Capitol Hill staffers who think they don’t have time to sit down and eat a sushi lunch should think again.
Kyoto — located at 201 Massachusetts Ave. NE — is a fast and satisfying way for congressional aides to quench that sushi craving without sacrificing their afternoon work schedule. The restaurant’s proximity to congressional office buildings — five minutes from the Senate side, 10 from the House side — makes it possible for busy staffers to leave their desks for a worry-free midday meal.
For those who choose to stay, the restaurant offers plenty of tables for groups as large as five. The dining room is adorned with traditional Japanese shoji screens and artwork.
Kyoto won’t break the bank, either — a lunch special with a dozen pieces of sushi costs $9.95.
Add in a fountain drink, and a full sushi lunch can cost less than $13.
The restaurant offers a traditional sushi-by-the-roll menu, including California rolls, tuna rolls, salmon rolls and a variety of special rolls that carry higher price tags.
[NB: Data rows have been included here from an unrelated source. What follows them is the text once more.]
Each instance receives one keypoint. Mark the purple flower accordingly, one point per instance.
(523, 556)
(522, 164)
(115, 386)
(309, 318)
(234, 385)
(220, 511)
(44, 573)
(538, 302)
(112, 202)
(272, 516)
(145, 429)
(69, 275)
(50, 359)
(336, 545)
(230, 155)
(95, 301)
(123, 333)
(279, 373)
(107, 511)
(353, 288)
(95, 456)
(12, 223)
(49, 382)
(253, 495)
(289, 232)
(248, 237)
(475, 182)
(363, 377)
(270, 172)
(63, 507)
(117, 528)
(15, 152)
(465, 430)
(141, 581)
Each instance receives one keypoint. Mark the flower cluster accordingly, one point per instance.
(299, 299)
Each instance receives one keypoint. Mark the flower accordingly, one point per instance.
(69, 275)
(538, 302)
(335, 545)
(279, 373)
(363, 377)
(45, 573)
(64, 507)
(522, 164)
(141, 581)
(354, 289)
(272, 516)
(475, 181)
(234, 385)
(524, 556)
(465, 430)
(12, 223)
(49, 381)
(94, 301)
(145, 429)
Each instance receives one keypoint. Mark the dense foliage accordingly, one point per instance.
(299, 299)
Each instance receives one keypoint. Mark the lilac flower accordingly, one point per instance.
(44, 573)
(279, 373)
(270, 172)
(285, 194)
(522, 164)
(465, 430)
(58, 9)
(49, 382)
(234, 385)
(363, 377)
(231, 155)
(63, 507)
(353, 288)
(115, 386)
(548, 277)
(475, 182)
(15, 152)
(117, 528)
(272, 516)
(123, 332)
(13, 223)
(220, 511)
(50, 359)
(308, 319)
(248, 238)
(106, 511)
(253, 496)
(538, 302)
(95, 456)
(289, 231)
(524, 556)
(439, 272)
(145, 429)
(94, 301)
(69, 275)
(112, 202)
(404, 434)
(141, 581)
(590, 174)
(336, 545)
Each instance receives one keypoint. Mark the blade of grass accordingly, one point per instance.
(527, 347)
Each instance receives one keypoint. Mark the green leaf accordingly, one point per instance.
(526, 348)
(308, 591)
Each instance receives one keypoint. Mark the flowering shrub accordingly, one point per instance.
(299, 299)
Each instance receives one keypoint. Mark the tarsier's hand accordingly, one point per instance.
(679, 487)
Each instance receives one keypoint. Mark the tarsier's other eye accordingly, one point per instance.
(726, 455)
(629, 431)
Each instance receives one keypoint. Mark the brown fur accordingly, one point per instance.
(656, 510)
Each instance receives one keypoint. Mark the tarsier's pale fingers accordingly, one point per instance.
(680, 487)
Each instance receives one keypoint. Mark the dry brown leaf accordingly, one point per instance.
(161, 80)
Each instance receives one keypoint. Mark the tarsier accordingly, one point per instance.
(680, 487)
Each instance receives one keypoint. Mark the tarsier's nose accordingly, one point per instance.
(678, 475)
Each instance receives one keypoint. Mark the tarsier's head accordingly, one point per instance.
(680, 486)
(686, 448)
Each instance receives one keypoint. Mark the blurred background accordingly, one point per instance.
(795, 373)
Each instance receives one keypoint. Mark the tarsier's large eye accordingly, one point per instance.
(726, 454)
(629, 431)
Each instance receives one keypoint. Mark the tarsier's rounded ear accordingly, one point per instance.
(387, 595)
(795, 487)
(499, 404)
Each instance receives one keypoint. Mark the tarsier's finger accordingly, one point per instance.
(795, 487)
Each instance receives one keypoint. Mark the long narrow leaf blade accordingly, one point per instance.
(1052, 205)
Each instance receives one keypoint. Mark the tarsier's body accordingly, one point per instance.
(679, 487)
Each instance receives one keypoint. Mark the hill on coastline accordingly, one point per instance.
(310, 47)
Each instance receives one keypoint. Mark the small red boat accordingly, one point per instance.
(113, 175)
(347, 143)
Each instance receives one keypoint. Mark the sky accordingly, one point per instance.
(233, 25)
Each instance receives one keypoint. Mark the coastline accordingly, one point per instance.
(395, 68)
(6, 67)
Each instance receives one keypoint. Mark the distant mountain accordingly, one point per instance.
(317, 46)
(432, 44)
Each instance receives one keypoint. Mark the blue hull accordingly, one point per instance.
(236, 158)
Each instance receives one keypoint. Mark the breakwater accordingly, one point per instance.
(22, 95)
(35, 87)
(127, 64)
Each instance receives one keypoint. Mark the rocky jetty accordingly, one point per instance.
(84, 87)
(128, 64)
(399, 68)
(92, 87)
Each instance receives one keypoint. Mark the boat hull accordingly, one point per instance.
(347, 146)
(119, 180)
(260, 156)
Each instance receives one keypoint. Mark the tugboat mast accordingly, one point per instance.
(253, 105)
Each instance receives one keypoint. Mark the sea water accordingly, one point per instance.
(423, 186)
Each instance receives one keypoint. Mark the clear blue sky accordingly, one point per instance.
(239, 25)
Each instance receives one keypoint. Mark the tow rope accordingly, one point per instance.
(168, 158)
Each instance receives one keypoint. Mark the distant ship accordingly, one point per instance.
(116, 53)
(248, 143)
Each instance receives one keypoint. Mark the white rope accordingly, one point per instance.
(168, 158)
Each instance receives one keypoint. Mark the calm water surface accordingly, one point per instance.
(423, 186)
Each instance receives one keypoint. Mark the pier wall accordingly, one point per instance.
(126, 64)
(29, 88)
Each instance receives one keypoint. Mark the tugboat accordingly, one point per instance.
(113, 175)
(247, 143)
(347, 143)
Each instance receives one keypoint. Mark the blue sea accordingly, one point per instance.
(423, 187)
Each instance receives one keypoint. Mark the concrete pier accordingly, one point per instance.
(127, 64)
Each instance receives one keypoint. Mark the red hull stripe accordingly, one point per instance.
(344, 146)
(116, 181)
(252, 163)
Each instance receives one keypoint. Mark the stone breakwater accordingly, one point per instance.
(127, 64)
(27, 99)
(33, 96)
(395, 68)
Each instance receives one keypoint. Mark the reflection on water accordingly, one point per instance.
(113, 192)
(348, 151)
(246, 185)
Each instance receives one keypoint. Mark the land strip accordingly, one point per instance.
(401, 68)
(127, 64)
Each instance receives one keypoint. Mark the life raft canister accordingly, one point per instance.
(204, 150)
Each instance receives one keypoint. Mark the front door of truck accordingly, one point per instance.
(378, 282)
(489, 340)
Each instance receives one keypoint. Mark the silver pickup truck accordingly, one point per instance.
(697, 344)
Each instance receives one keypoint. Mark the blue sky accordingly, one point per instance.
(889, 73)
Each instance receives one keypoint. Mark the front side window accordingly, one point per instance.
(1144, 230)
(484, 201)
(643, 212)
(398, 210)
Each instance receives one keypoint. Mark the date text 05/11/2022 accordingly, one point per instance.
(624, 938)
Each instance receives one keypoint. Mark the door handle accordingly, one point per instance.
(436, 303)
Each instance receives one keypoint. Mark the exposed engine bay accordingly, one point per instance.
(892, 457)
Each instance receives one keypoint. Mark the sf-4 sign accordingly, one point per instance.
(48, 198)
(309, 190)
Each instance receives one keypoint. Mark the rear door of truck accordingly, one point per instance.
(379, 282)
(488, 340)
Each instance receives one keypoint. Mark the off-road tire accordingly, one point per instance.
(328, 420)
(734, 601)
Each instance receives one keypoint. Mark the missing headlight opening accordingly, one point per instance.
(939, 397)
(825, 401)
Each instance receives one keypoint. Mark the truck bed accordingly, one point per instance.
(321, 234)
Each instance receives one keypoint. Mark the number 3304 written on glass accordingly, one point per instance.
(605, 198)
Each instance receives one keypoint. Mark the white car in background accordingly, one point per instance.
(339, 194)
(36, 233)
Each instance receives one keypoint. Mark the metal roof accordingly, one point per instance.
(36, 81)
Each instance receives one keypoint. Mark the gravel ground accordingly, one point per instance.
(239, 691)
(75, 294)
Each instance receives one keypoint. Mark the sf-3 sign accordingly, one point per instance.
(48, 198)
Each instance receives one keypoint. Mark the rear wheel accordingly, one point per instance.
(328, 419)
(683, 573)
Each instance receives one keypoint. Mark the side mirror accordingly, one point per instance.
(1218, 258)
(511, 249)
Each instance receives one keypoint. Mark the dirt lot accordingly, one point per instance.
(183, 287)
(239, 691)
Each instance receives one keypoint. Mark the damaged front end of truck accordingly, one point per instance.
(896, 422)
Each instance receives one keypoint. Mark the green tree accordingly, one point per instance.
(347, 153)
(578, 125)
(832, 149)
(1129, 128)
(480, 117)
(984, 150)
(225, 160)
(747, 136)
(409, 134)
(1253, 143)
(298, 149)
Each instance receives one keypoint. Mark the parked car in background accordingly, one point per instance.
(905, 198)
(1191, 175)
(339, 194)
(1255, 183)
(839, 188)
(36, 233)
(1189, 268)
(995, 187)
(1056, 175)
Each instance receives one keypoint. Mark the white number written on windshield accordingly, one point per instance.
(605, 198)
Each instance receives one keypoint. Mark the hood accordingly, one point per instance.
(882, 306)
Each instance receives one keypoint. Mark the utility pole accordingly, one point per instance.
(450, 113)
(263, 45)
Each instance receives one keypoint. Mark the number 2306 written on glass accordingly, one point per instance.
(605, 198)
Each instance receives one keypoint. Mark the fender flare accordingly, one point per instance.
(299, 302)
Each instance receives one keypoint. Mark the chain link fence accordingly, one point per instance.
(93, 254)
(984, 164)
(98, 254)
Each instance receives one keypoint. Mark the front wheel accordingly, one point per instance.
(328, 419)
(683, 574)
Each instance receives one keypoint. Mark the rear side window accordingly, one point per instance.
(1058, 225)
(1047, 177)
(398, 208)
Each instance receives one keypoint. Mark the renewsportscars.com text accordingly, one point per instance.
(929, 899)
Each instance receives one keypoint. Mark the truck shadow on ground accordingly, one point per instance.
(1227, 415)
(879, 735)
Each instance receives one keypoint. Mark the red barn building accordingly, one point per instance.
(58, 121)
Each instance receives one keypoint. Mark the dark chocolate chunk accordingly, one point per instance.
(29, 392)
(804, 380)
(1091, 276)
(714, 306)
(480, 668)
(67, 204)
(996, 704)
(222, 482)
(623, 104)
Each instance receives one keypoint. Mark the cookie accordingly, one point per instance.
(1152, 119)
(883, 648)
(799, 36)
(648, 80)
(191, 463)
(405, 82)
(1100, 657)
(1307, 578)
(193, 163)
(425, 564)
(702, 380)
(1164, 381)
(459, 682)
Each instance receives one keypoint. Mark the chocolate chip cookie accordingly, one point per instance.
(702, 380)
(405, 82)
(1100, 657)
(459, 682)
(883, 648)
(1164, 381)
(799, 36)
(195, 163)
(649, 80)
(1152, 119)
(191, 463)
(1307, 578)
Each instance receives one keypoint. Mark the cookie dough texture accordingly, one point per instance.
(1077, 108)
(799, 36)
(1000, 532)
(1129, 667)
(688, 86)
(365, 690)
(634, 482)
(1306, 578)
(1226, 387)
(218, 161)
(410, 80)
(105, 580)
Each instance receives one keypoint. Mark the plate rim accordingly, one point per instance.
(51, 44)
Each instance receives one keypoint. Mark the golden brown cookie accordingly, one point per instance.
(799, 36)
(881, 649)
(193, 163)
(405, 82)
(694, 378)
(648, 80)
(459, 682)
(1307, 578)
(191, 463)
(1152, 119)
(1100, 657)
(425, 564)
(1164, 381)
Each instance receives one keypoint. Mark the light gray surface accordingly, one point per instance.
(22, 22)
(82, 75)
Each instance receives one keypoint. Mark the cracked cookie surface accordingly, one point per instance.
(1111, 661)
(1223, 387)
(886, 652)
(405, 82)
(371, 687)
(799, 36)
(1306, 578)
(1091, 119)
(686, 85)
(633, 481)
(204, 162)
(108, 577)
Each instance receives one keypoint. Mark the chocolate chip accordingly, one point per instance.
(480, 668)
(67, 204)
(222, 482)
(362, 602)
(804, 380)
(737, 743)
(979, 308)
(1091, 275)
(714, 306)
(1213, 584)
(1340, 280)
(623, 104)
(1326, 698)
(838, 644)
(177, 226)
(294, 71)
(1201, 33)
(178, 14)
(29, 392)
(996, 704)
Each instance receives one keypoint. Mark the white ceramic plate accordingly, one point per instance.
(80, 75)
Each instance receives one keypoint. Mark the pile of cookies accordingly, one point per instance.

During lunch, however, patrons tend to order the sushi lunch specials, which offer combinations of rolls and nigiri (a piece of raw fish on top of a small clump of rice). These dishes range from $7.95 to $9.95.
If raw fish doesn’t sound appealing, Kyoto has multiple cooked dishes on its menu. Each day of the week, the restaurant has a different special that comes with stir-fried vegetables, salad, rice and a fountain drink for $7. Most of these dishes are teriyaki-variations, but on Wednesday and Thursday, Kyoto offers Chicken and Beef Donburi (meat and vegetables simmered together over rice).
Diners should expect to have leftovers if they order one of these specials — the combo of veggies, meat and rice is more than enough to feed one mouth.
Another standout on Kyoto’s menu is the Chicken Gyoza. These crispy, deep-fried dumplings come with rice, salad and a sweet dipping sauce, and are great to share with a group of co-workers. Six dumplings cost $6.95, eight dumplings $7.95.
Though there is nothing fancy about Kyoto’s food or décor, the restaurant’s quick service and cheap specials make it an essential lunch destination for Capitol Hill staffers.
Kyoto also gives staffers a break from the suits and ties of the Capitol — a mixture of law enforcement officials and other locals frequent the restaurant.